Taken from On Target 262

 Emerging markets offer many attractive firms that offer growth regardless of conditions in their domestic economies, say New York asset managers Jennison Associates.

Emerging-market companies have challenges different from those of their developed-market counterparts that spur them to innovate and disrupt existing practices. “They are moving up the value chain, from export-oriented business models built on low-cost labour and cheap manufacturing to higher-value-added businesses based on technological and scientific innovation.

“Low recognition of these dynamics by investors and indexes creates an opportunity for growth-minded investors. Add to the mix companies that execute well to exploit a superior economic growth backdrop and the opportunity set expands.”

FullerTreacyMoney  says this is happening in Asia in the context of a continuing expansion of the middle class. But the next decade is much more likely to be an India, Indonesia, Vietnam, Thailand and Philippines-led story than a China one.
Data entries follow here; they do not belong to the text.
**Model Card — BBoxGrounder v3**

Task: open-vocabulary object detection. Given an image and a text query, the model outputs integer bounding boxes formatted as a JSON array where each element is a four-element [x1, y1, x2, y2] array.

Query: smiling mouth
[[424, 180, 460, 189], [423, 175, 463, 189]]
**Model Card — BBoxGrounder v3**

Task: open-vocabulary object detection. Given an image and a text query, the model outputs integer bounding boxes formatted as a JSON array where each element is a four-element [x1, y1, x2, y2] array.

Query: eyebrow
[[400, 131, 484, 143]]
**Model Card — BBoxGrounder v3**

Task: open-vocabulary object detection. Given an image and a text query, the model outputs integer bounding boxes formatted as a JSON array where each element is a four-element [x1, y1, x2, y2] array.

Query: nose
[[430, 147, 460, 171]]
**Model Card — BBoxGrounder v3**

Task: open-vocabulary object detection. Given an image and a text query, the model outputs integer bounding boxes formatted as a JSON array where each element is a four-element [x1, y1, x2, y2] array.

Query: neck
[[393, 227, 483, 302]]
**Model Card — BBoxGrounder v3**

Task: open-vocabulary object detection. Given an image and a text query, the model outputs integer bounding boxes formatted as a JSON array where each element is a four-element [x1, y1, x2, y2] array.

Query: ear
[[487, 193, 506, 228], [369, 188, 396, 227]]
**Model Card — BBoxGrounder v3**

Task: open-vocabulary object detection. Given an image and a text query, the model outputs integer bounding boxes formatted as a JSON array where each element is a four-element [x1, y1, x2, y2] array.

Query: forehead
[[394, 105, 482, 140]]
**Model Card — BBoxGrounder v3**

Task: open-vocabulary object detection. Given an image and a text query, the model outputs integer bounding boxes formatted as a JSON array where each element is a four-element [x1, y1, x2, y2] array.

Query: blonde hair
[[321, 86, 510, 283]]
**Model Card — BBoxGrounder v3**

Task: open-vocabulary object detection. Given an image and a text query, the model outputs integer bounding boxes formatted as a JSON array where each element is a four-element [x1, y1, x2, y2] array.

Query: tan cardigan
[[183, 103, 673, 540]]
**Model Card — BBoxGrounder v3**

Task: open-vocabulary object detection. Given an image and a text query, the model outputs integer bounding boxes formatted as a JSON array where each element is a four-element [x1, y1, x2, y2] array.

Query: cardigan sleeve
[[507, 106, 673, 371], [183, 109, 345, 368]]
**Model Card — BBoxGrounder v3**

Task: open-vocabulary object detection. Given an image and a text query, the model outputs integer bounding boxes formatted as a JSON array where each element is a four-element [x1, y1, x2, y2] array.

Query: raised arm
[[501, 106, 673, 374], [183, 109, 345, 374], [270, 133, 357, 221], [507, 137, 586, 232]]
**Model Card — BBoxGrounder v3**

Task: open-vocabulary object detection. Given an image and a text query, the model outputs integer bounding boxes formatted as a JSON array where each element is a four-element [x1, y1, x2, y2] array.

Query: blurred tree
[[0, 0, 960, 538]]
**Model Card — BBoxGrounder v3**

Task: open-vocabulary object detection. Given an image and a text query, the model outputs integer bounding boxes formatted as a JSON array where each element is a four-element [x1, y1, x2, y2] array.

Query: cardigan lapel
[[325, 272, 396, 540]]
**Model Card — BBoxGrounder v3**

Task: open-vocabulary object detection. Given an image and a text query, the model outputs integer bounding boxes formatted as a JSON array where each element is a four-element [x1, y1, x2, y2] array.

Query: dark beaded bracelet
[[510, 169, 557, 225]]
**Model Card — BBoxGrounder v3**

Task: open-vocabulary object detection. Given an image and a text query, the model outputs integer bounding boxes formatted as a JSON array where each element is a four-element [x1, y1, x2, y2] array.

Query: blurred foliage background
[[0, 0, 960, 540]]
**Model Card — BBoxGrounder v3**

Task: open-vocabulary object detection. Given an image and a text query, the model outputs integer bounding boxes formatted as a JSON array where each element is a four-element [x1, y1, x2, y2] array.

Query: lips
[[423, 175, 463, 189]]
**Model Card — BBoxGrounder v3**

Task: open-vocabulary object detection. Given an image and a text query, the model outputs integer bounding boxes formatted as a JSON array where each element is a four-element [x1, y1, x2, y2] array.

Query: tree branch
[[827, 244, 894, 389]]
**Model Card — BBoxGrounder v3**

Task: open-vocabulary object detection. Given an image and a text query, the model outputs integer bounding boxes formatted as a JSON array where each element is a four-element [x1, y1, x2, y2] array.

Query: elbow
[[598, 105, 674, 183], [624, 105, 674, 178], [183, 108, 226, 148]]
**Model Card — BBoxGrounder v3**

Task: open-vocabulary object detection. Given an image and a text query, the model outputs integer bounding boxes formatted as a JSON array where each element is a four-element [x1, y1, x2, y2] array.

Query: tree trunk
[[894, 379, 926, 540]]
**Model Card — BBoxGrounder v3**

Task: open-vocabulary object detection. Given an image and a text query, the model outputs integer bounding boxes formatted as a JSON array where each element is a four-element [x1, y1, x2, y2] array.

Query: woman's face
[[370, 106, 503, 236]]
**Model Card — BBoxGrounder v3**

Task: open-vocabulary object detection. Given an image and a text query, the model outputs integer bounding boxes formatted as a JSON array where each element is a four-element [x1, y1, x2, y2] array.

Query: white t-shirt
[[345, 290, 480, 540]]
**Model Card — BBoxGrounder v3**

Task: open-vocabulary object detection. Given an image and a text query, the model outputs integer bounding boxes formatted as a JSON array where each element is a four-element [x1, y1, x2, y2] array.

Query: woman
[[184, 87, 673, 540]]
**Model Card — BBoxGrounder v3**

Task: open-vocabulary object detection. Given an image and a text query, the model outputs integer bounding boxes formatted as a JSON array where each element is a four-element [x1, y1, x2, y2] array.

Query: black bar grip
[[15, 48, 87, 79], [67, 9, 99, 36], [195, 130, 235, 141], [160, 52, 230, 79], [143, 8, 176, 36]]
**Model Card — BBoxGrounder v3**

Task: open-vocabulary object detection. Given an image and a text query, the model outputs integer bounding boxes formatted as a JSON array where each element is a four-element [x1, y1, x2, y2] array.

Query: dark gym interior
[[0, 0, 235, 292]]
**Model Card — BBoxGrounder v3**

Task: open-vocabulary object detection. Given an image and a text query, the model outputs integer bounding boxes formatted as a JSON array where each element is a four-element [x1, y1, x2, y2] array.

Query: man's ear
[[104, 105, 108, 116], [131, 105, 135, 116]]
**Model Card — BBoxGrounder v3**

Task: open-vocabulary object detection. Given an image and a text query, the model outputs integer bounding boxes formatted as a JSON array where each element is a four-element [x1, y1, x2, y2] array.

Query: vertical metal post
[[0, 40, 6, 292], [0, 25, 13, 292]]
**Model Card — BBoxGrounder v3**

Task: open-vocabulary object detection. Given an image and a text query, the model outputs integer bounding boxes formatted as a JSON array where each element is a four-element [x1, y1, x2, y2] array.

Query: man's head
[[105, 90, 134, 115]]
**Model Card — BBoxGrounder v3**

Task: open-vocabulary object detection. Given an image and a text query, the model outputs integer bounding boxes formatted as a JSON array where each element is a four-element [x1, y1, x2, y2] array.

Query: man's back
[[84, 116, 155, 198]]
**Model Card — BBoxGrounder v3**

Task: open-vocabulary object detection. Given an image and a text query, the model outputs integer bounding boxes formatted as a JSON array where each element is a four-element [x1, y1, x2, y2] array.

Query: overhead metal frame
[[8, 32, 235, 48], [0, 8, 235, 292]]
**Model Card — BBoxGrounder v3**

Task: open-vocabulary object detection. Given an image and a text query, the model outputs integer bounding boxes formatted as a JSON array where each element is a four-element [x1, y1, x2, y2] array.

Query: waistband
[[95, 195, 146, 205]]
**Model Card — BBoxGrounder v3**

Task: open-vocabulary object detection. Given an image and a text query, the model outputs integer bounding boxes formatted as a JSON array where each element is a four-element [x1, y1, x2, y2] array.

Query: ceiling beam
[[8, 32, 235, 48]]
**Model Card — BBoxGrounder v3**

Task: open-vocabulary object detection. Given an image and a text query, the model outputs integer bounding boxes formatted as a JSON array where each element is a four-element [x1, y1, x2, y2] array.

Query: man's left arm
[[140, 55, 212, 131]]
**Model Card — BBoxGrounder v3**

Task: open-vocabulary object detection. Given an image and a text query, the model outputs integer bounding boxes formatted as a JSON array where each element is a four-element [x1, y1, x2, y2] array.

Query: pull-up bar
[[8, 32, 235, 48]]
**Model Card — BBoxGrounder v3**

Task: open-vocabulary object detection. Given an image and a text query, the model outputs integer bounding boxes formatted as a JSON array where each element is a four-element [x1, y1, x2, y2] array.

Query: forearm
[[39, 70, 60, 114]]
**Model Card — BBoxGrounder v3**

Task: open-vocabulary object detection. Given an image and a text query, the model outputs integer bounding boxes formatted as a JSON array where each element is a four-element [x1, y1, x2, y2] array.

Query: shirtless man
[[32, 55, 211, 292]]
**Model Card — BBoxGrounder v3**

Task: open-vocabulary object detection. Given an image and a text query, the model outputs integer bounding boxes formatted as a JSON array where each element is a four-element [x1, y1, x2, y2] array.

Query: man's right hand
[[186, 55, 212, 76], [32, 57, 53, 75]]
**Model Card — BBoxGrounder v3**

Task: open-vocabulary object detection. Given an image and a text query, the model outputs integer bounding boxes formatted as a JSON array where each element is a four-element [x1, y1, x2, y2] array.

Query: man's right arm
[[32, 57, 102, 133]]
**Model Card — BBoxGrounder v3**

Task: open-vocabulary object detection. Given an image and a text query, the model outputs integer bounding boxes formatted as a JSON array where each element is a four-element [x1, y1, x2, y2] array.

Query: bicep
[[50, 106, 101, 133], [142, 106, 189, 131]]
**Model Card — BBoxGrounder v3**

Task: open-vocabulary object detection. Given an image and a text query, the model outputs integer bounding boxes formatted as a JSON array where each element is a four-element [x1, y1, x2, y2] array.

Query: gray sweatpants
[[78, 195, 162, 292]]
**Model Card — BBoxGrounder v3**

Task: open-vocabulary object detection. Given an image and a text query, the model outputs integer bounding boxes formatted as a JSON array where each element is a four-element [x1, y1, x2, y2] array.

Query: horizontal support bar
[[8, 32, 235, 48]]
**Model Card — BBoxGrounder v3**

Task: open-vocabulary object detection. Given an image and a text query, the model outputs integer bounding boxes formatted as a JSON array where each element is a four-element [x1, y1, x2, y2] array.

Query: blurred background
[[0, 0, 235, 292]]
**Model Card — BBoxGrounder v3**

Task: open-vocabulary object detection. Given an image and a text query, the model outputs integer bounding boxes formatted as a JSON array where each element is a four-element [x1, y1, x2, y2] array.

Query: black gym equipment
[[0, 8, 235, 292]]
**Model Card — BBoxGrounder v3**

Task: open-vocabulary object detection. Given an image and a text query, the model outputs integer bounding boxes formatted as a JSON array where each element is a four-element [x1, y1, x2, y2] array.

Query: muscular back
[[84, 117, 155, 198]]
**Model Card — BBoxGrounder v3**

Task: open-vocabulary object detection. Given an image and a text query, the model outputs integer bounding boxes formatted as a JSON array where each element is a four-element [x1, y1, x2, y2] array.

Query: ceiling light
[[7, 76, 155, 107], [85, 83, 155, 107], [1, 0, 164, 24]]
Foreign ownership of stocks in Southeast Asian countries such as Indonesia, Thailand, Malaysia and Philippines are at almost historic lows. A significant number of funds specializing in these markets hold zero positions in those countries. Global holdings of such funds account for about 7 per cent of all global mutual funds under management.

It won’t take much to spur such depressed emerging markets, says NTAsset fund’s Kenneth Ng, as most of them are increasingly popular with smaller investors and new investors are coming into them. With his own funds’ portfolios trading on 9.6 times current year earnings on the back of 46 per cent earnings per share growth, and with a next year’s forecast of 20 per cent earnings rise, “we should see strong momentum going into 2021/22.”